Comment réglemente-t-on le coliving en France ?

Comment réglemente-t-on le coliving en France ?

Déposée au Sénat le 7 novembre 2025, la proposition de loi n° 117 marque un tournant dans la réglementation du coliving en France. Ce nouveau mode d’habitat, qui s’est imposé dans les métropoles françaises depuis le milieu des années 2010, suscite aujourd’hui de vives inquiétudes. Les sénateurs Ian Brossat, Marianne Margaté, Colombe Brossel, Rémi Féraud et Antoinette Guhl pointent un problème majeur : l’absence de cadre juridique permet aux opérateurs de contourner les règles du logement. Résultat ? Des loyers exorbitants, des services imposés et une précarisation des locataires.
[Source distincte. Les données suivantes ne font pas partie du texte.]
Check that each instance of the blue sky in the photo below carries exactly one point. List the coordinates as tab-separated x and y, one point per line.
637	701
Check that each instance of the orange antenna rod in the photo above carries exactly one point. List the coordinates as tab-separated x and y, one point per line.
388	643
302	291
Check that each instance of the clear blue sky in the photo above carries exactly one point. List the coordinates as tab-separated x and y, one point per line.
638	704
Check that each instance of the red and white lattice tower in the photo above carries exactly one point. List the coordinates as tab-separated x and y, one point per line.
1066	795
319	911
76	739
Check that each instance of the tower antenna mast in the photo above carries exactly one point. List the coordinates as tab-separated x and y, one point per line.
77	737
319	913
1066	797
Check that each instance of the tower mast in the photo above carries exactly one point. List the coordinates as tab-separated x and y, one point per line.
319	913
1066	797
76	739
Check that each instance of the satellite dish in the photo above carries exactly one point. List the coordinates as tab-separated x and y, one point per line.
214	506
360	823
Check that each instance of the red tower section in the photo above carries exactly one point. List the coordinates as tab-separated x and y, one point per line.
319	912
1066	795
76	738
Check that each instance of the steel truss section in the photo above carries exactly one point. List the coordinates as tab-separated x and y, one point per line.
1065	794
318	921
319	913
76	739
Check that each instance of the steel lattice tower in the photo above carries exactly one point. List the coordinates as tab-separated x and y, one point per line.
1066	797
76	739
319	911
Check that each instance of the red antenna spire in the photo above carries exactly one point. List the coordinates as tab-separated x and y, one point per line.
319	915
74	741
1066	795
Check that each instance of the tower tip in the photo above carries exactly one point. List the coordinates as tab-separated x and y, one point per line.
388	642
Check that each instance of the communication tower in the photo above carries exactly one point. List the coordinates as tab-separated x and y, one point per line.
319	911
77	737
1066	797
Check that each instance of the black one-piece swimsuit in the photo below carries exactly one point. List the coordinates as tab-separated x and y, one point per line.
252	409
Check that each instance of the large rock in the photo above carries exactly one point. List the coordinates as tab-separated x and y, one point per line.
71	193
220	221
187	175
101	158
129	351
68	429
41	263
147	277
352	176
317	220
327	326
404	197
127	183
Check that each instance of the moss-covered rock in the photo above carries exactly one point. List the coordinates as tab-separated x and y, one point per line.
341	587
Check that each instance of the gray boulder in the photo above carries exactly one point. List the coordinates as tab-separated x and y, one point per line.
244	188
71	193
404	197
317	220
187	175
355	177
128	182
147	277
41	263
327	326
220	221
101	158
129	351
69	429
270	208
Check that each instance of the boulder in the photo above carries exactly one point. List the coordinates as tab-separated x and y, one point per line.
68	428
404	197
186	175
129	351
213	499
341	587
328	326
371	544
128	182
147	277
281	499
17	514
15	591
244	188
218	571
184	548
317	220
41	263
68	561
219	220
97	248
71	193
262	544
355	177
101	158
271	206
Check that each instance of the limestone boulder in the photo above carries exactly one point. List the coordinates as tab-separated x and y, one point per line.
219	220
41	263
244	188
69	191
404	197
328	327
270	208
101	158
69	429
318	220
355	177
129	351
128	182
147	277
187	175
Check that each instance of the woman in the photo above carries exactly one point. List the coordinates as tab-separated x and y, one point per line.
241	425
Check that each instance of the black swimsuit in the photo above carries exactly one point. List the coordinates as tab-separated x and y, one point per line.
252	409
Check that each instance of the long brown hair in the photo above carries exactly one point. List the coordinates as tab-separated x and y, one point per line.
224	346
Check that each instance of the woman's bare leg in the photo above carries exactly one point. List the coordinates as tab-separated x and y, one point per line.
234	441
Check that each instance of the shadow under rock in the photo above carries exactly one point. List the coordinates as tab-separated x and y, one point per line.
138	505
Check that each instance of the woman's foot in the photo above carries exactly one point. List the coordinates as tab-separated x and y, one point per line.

Paris va même plus loin en adoptant une politique “zéro coliving” sur son territoire. Face à cette expansion incontrôlée, la proposition de loi vise à replacer la réglementation du coliving dans le droit commun du logement. Elle impose des normes de décence, soumet ces résidences à l’encadrement des loyers et redonne aux collectivités territoriales les moyens d’agir. L’objectif ? Protéger les locataires tout en préservant la mixité sociale des centres urbains.


Sommaire :


À retenir – Réglementation du coliving en France

  • Une définition juridique enfin établie.
  • L’encadrement des loyers devient obligatoire.
  • Des pouvoirs renforcés pour les communes.
  • Paris adopte une politique de “zéro coliving”.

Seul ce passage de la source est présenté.